OpenAI Agents SDK#
An SDK leveraging OpenAI API resources for building an agent ecosystem.
Overall Impression#
Compare to Langchain#
Compared to Langchain, the new SDK feels way more straightforward. Thanks to its deeper reliance on Pydantic, the agent loop becomes much clearer.
- Defining agent-specific outputs and guardrails is now intuitive and easy to grasp at a glance.
- Langchain has a clear strength in terms of integration support, offering many modules. However, the complexity ramps up significantly when you try to dig into the internal implementations. In some cases, you need a solid understanding of Langchain’s inner workings just to properly set type hints or build extensions.
- On a side note, Langchain’s agent internals are still littered with legacy code from the GPT-3 era, making it a pain to read.
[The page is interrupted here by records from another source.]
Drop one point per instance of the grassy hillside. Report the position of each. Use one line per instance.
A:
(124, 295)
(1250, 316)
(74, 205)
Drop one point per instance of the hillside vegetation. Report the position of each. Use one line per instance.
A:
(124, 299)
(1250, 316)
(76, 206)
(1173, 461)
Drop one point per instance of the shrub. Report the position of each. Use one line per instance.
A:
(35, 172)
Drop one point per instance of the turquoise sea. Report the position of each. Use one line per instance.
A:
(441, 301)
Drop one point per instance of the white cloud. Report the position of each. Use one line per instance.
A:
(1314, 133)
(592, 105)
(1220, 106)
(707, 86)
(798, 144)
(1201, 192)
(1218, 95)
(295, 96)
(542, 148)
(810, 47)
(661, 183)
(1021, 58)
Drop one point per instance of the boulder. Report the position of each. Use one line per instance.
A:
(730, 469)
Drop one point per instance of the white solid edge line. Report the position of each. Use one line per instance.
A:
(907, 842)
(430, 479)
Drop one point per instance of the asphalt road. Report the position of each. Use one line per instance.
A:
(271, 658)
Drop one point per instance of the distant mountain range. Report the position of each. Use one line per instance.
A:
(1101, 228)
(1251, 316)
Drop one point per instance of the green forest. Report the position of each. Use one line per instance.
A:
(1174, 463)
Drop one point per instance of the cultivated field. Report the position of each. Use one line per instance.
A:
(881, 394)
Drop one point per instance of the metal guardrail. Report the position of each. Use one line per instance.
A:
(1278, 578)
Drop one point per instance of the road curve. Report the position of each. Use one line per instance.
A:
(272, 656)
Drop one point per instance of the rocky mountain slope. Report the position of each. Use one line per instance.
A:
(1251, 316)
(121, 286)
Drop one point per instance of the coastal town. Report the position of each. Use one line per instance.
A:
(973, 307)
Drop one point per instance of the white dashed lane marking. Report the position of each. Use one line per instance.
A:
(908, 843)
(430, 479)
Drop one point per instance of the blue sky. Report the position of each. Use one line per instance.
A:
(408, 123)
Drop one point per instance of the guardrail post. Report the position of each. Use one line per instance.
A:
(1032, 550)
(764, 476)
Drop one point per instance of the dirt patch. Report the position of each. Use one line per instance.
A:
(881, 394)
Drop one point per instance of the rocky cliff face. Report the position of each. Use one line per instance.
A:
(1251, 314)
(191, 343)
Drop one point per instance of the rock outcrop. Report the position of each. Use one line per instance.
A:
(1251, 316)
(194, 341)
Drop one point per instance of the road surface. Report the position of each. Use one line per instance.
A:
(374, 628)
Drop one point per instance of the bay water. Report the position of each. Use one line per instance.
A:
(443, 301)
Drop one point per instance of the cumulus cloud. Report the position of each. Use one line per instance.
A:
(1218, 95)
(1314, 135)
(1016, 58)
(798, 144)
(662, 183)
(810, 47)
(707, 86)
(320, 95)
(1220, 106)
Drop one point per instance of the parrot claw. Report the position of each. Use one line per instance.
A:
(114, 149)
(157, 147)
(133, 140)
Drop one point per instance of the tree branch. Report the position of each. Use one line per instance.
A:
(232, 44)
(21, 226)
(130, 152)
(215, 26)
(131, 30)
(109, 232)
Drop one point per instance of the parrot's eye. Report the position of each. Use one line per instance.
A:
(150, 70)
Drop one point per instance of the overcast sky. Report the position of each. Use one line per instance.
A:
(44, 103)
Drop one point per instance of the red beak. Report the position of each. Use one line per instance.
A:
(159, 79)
Despite chat completion becoming the new norm, you still have to sift through outdated completion-style implementations and documentation.
Tracing and Evaluation#
The tracing UI is essentially identical to Langsmith’s, which remains user-friendly and visually clear.
- It’s another reminder that agent trajectory definitions across ecosystems look surprisingly similar.
- However, there’s only one trace dashboard per project, putting extra responsibility on whoever manages the OpenAI account to keep projects well-organized.
Interestingly, the previously under-the-radar OpenAI eval functionality is now fully accessible.
The introduction of robust tracing and evaluation features feels like an even tighter lock-in to the OpenAI ecosystem.
OpenAI Assistant API#
Lastly, the OpenAI Assistant API branding seems increasingly unclear. With Assistant API’s vector search capability apparently rolled into the Agents SDK as a tool, it’s gotten even murkier. Given these substantial changes in functionality, it might be time for a full rebrand—perhaps something along the lines of an “Agents API.”
Agent#
Uses a generally accepted definition of an “Agent”:
- Model
- Tool
- Guardrail
How the Agent Works#
It’s basically the same as the ReAct Agent found in LangChain and LlamaIndex.
A notable difference is the introduction of the handoff
term, defining when one agent delegates a task to another.
A single sequence of the following steps is defined as a turn
. This aligns exactly with the conventional concept of a conversational turn.
According to OpenAI Docs,
- We call the LLM for the current agent, with the current input.
- The LLM produces its output.
- If the LLM returns a
final_output
, the loop ends and we return the result. - If the LLM does a handoff, we update the current agent and input, and re-run the loop.
- If the LLM produces tool calls, we run those tool calls, append the results, and re-run the loop.
- If the LLM returns a
- If we exceed the
max_turns
passed, we raise aMaxTurnsExceeded
exception.
Concept of Agents SDK#
- Agents
- Tools
- Runner
- Guardrails
Tools#
There’re 3 categories of tools
Hosted tools:#
A tool provided by OpenAI. Operates via OpenAI’s API. Billing also goes through OpenAI.
- Web search → governed by OpenAI’s search policy (fine-tuned model, $25~$50 per 1K requests).
- File search → files uploaded to OpenAI’s file servers (storage and search costs charged separately).
- Computer use → leverages virtual machines provided by OpenAI (fine-tuned model, pricing TBD).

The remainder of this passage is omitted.